O hikâyenin sonunda ayrılık var.Bitmeyecekmiş gibi başlayan,yarım kalacakmış gibi biten bir hikâye bu. Bir tarafında gözyaşı,diğer tarafında suskunluk var.İçinde öyle derin bir özlem saklı ki,her nefeste biraz daha büyüyor,her hatırada biraz daha ağırlaşıyor.

İnsan bazen öylesine çok ister ki, kavuşmayı,yüreği kan ağlayarak, bekler sevdiğinin yolunu.Ama kader dediğin,inadına kapatır yolları. İstesen de kavuşamazsın,elini uzatsan da dokunamazsın. Sanki arada görünmez duvarlar vardır,sesini bastıran,adımlarını geri çeviren.

İşte bu yüzden, özlemin en keskin yüzüdür ayrılık Yanında olamamanın, dokunamamanın, sarılamamanın en büyük cezası…
İnsan sevdikçe yanar,yandıkça daha da özler.Özledikçe, imkânsızlığın ağırlığı altında ezilir, dağılır savrulur.
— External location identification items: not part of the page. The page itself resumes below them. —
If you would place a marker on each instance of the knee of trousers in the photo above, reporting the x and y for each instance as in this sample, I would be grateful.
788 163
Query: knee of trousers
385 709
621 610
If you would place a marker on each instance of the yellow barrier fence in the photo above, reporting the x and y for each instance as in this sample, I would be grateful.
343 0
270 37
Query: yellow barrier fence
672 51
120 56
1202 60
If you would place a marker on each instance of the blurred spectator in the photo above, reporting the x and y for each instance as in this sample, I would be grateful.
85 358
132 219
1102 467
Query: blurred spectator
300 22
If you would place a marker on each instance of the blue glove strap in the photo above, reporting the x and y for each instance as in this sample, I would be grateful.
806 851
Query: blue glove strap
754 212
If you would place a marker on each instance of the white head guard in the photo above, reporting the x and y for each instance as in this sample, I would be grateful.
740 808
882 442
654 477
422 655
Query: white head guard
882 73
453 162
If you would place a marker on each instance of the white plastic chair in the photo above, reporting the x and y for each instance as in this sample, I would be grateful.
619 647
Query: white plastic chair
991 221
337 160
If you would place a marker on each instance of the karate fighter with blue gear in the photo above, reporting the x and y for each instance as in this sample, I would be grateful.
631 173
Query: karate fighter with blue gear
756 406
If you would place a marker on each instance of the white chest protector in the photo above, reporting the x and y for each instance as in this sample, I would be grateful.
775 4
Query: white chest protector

Sonra bir bakarsın, yıllar geçmiş,ama özlem hiç eksilmemiş.Kalpte hep aynı sancı,dilde hep aynı suskunluk. Hikâye biter, ama içindeki hasret hiç bitmez.Çünkü bazı sevdalar kavuşmak için değil,özlemek için yazılmıştır.


Susmaz Benim Kavgam...

Biraz da,demir kapılar ardında büyüdüm ben,
Çocukluğum, gardiyan düdüğünde kaldı.
Bir yarım ekmek, bir soğuk çay,
Ve parmaklıkların arkasında masmavi hayallerim vardı.

Pencere küçük, gökyüzü dardı,
Yıldızlara uzanmak yasaktı bana.
Ama içimde bir umut gizlendi hep,
Duvarlardan yüreğime sızan ışıkla yaşadı.

Hasretin en ağırını orada öğrendim.
Bir annenin sesine aç kalmakla.
Babamın gözyaşını sakladığı mektuplarla,
Bir gün kavuşuruz diye tutunmakla.

Ve şimdi biliyorum;
Her ayrılık, biraz çocukluğumdan iz taşır.
Ama umut da hep cebimdedir,
Tıpkı yasaklanan bir şarkının nakaratı gibi
susmaz, bitmez, tükenmez kavgam benim.